Unique Suggestions: If you are not interested in purchasing a time-share condominium, simply smile and say "no, gracias" and walk away. They generally won't bother you any more, they will look for the next tourist. They often are located in booths labeled "tourist information". Most speak English quite well. They receive a commission for each person they deliver to a sales presentation.
If you are interested in what they have to say, agree to attend a presentation. They will take your name and the name of the hotel in which you are staying. They will come and pick you up - if you don't show up, they don't get paid. You can usually negotiate more than a free breakfast - they will give you a gift-certificate at one of many fine restaurants (some good for $50 US). Be prepared to listen to a high-pressure US or Canadian salesperson for three to four hours. They insist on purchasing at the time of the presentation, and generally don't allow you to take the paperwork home to be examined by an attorney. They'll say the sale is for today only.
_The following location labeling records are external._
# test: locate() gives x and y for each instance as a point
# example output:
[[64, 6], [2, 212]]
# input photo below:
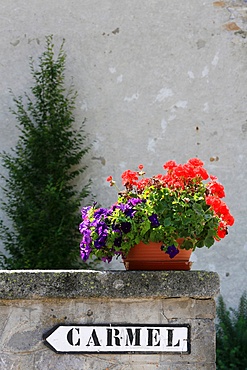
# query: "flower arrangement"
[[183, 203]]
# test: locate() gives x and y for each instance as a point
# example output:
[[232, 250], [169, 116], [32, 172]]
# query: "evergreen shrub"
[[41, 199]]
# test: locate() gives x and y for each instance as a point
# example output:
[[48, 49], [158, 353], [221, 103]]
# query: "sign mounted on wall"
[[118, 338]]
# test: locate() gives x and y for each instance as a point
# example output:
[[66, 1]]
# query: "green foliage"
[[40, 195], [231, 336]]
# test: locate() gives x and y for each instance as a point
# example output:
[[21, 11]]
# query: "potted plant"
[[179, 210]]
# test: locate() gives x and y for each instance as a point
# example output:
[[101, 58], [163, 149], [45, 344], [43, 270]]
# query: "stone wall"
[[156, 80], [33, 302]]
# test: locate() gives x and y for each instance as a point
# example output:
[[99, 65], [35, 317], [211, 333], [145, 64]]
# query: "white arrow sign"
[[118, 338]]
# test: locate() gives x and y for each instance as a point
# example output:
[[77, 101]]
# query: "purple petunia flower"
[[154, 220], [172, 251], [126, 227]]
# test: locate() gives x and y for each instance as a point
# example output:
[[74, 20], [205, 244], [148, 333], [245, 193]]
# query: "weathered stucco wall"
[[156, 80], [33, 302]]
Fun Alternatives: If you want to avoid the time-share people, be polite but walk away. Remember, this is how they make their living. If you are truly interested in purchasing a time-share, remember that the 50% of the cost of one purchased that way goes to cover marketing. The salespeople have a pretty fair rate of concluding sales. Also, if you check out the internet, you will find people who are selling their time-share for 1/2 to 1/4 the price.
Beach vendors can be annoying - Ixtapa and the nearby town of Zihuatanejo have beach vendors. Their numbers are not like that in Cancun, Puerto Vallarta, Mazatlan or Acapulco.
Unique Suggestions: Generally, these hard-working people try and make a living to support their family by selling goods along the beach. If you don't wish to be bothered, avoid making eye-contact. If you are approached by a vendor, if you are not interested in what they are saying, simply smile and say "no, gracias" and they will leave. Vendors are generally polite and gracious.
Fun Alternatives: Actually, don't be too quick to rule out some purchases. Generally, the vendors charge a bit more than from the various shops that are nearby, but the vendors are convenient. They sell hats, beach towels, t-shirts, blankets, rugs, etc. It is okay to buy food products from the vendors (like peanuts). For silver, you can negotiate fair prices for silver items, silver is plentiful there and is mined nearby. However, your best bet for silver is in local shops where they sell silver jewelery by the ounce.